Nous pénétrons ensuite dans le territoire de Gōčihr, le grand Ver. Une noble créature mythique de ce
qui semble faire partie de leurs superstitions. Ou peut-être pas, à moins que certaines dunes ne se
déplacent d'elle-même par un phénomène que je n'arrive pas encore à comprendre. Je comprends à
cette occassion qu'Amir estime que je suis pour lui la cause d'une éventuelle colère du Ver géant, ou
quoi que soit ce que je venais de voir dans le ciel nocturne.

Deux jours plus tard, lorsqu'Isham me demande mon aval pour jouer les éclaireurs avec Amir et
Djillali, j'acquiesce volontiers, voulant à la fois prouver ma valeur dans cette caravane et me
permettre d'épancher ma soif d'action.

Je prends donc mes deux épées de duel que j'accroche à ma ceinture à ses nouveaux vêtements, les
fixant dans mon dos pour me permettre de marcher plus silencieusement et me laisser plus
d'amplitude à mes mouvements.

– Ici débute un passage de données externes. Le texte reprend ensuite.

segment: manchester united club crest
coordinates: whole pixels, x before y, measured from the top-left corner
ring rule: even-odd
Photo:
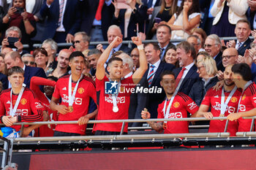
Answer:
[[[175,108],[178,108],[179,107],[179,105],[180,105],[180,104],[178,101],[176,101],[173,104],[173,107]]]
[[[21,104],[22,105],[25,105],[26,103],[27,103],[27,101],[26,101],[25,98],[22,98],[22,99],[20,100],[20,104]]]
[[[83,88],[78,88],[78,91],[79,94],[83,94],[84,92],[84,89]]]
[[[233,98],[231,98],[230,101],[232,103],[236,103],[238,99],[236,97],[233,97]]]
[[[242,97],[242,101],[245,99],[246,96],[245,94],[243,96],[243,97]]]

Je prends aussi une petite bourse noire contenant le résultat d'un
de mes passe-temps favori, une expérience réalisé avec le peu de matériel qu'il me restait et une
poudre de roche rouge qu'ils appelaient le "souffle de feu" dont Mahmoud se servait pour donner
des effets pyrotechniques pour accompagner ses narrations. Le mélange que j'avais produit semblait
capable -lorsqu'un choc ou une flamme y était ajouté- de se transformé en une flamme chaude qui
pouvait faire fondre même les métaux, et produisait une fumée blanche âcre et épaisse. J'avais
plusieurs utilisations de ce procédé en tête, même si il ne restait pour l'instant qu'au stade de
l'expérimentation.

Puis avant de partir, je m'adresse discrètement à Isham, laissant les deux autres partir devant :

[color=#990099]- La décision vous reviendra, Ambassadeur, mais si il s'avérait que nous ne revenions
pas de cette reconnaissance, je vous conseille de contourner ces entrailles de roches, et de ne pas
traîner ici. Et quoi qu'il puisse m'arriver, j'ose espère que vous tiendrez parole et que vous ferez en
sorte qu'il n'arrive rien à Dame Lucrétia...[/color], annoncé-je avant d'afficher mon sourire le plus sûr
de moi : [color=#990099]...Mais ne vous inquiétez pas, je saurais vous ramener vos guerriers en vie...
[/color]

[center]***[/center]

Tandis que nous nous enfonçons dans les entrailles du monstre rocheux, je me demande si nous
n'aurions pas mieux fait de trouver un point de vue plus en altitude pour ne pas tomber directement
dans la gueule d'un éventuel loup. Malheureusement avec ces prédictions, la suite des événements
me donne raison. Avant même que Djillali feule un attention mes deux lames forgées sur mesure et
assez courtes (mais plus longues que des épées courtes) sont au clair.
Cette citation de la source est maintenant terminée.